Past diplomatic notes underscore this resolve. India has lodged protests with Beijing over Shaksgam alterations, from road-building to potential military outposts, demanding cessation to preserve pre-1963 realities.
China's rebuttals remain formulaic, often pivoting to calls for bilateral talks while advancing faits accomplis on the ground. Mao Ning's recent remarks exemplify this, prioritising "legitimate" development over India's sovereignty claims.
The timing of MEA's reiteration is telling, coinciding with escalated CPEC activity amid thawing India-China border tensions post-Galwan.
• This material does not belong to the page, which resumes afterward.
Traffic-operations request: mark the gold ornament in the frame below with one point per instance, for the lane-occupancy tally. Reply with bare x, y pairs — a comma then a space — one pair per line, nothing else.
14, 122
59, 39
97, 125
It signals New Delhi's intent to deter further salami slices, particularly as winter thaws could usher renewed patrolling seasons.
For India's defence posture, Shaksgam implications extend to high-altitude warfare capabilities. Proximity demands bolstered surveillance via UAVs, satellites, and possibly indigenous hypersonic assets to counter dual threats from China and Pakistan.
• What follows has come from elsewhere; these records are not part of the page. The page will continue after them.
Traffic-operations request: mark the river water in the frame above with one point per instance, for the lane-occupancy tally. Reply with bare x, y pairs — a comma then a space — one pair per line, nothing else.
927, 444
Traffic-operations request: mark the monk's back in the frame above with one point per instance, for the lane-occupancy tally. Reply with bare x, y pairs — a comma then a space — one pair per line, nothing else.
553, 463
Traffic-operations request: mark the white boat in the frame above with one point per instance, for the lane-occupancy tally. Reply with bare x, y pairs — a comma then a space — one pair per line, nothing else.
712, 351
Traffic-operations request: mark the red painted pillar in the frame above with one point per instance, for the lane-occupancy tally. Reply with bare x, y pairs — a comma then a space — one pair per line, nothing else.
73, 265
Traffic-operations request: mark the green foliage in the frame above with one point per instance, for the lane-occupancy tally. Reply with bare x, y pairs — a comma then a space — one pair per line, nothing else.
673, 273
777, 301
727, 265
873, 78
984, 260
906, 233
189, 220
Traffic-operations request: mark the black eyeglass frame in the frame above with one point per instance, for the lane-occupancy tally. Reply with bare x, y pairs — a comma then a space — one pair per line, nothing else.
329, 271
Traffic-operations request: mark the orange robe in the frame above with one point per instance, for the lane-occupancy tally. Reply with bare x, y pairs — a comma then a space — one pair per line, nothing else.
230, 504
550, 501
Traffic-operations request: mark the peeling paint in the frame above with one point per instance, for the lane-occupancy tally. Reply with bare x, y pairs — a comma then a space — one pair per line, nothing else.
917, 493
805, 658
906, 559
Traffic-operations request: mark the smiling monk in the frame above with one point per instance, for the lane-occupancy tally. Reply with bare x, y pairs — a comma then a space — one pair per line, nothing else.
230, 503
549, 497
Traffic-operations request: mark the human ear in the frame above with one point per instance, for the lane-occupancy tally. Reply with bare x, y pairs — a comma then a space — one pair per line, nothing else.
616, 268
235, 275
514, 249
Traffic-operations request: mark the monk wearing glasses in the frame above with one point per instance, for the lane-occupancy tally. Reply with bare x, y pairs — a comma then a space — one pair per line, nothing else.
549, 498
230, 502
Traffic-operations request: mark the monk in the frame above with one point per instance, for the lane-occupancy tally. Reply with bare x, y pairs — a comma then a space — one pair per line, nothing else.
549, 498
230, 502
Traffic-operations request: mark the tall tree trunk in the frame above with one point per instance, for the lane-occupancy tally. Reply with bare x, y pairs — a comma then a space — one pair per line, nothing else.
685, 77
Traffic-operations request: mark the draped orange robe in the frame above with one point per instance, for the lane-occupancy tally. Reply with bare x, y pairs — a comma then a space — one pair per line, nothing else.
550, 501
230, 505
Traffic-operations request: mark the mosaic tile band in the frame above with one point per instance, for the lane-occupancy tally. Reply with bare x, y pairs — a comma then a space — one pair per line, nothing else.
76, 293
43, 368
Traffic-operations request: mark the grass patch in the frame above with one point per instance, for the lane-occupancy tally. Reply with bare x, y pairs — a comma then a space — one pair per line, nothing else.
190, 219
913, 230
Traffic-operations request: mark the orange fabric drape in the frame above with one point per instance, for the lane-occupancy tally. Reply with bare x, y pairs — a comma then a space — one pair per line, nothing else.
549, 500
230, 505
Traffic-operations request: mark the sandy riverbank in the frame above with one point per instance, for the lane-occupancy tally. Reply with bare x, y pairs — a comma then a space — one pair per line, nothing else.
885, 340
Indigenous production ramps up in response—think DRDO's Pinaka rockets, Akash missiles, and Project Kusha for long-range interception—tailored to secure Siachen and Karakoram vantage points against CPEC-enabled incursions.
Geopolitically, this impasse strains the trilateral dynamic. Pakistan's cession locked in anti-India alignment with China, while India's protests isolate CPEC's legitimacy on global forums, from the UN to Quad dialogues.
Experts warn of a tipping point. Continued Chinese consolidation risks altering Siachen's tactical equilibrium, potentially forcing India into pre-emptive postures or multilateral escalations.
India's reserved rights to "necessary measures" evoke quiet deterrence—diplomatic, military, or otherwise. Historical precedents, like Operation Meghdoot securing Siachen in 1984, illustrate resolve to hold high ground.
As CPEC evolves into a militarised artery, New Delhi must calibrate responses: ramping border infrastructure via BRO projects, enhancing QUAD interoperability, and leveraging economic statecraft against Belt and Road overreach.
Shaksgam embodies unresolved post-colonial cartography, where India's claims clash with Sino-Pak revisionism. MEA's firm line reaffirms that New Delhi will not cede ground—literally or figuratively—in this high-stakes Himalayan chessboard.